Nessa rua tão Porto, foi a primeira vez que as vi… hoje.
Fechei os olhos uns segundos e o barulho dos sapos a cair acordaram-me desse instante. Milhares de sapos que espantaram os que entregam os jornais grátis e todos os que por lá passam. Nem sequer se distiguiam as cores semafóricas banais. Milhares de sapos que me fizeram sorrir ao caírem esparrachados no vidro do meu carro. E outras coisas que surgem e me alegram e passam sem eu dar por ela. Mas a verdade é que sorrio e tudo é verde viscoso.
É mesmo verdade que existe esse fenómeno… da queda de bicharada do céu. E deve ser tão fixe. Tão mesmo fixe que hoje me fez estar feliz.
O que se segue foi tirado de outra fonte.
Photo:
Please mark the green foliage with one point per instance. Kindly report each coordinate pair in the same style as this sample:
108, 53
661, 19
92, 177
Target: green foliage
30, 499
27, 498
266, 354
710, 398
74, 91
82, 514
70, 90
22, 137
Saturday, February 16, 2008

Ganesh


Ganesh, filho de Shiva (um dos 3 deuses Hindus, juntamente com Bramahn e Vishnu) e Parvati (a minha deusa Hindu preferida só porque é linda). Ga simboliza Buddhi (intelecto) e Na simboliza Vijnana (sabedoria).
É representado como um Deus amarelo ou vermelho, com uma grande barriga que contém infinitos Universos (simboliza a benevolência da natureza, a sua habilidade em absorver os sofrimentos do Universo e proteger o mundo), quatro braços (representam os quatro atributos do corpo subtil: a mente, o intelecto, o ego e a consciência condicionada. Representam a pura consciência que permite que estes quatro atributos funcionem em nós). Uma mão em uma pose de bênção, refugio e protecção e as outras seguram um machado (símbolo da restrição de todos os desejos que trazem dor e sofrimento, para destruir os obstáculos e levar ao caminho certo e da verdade), um chicote (símbolo da força que leva à eterna beatitude de Deus, para deixar os desejos mundanos de lado) e uma flor de lótus (simboliza o mais alto objectivo da evolução Humana, a realização do verdadeiro Eu). A cabeça de elefante (fidelidade, inteligência e poder discriminativo) com o tridente de Shiva desenhado na testa (simboliza o tempo - passado, presente e futuro- e a superioridade de Ganesh sobre ele) com orelhas abertas (sabedoria, habilidade de ouvir e de reflectir sobre verdades espirituais, indicam que quando Deus é conhecido, todo conhecimento também é), de tromba curvada (potencialidades intelectuais que se manifestam na faculdade de discriminação entre o real e o irreal), só com uma defesa (habilidade de superar todas as formas de dualismo) e com as pernas cruzadas (vivência e participação no mundo material assim como no mundo espiritual, a habilidade de viver no Mundo sem ser do Mundo).
Ganesh o símbolo das soluções lógicas. Com corpo humano e cabeça de elefante. É o símbolo daquele que descobriu a Divindade dentro de si mesmo. Representa o perfeito equilíbrio entre força e bondade, poder e beleza. Simboliza as capacidades discriminativas, a habilidade de perceber a distinção entre verdade e ilusão, o real e o irreal.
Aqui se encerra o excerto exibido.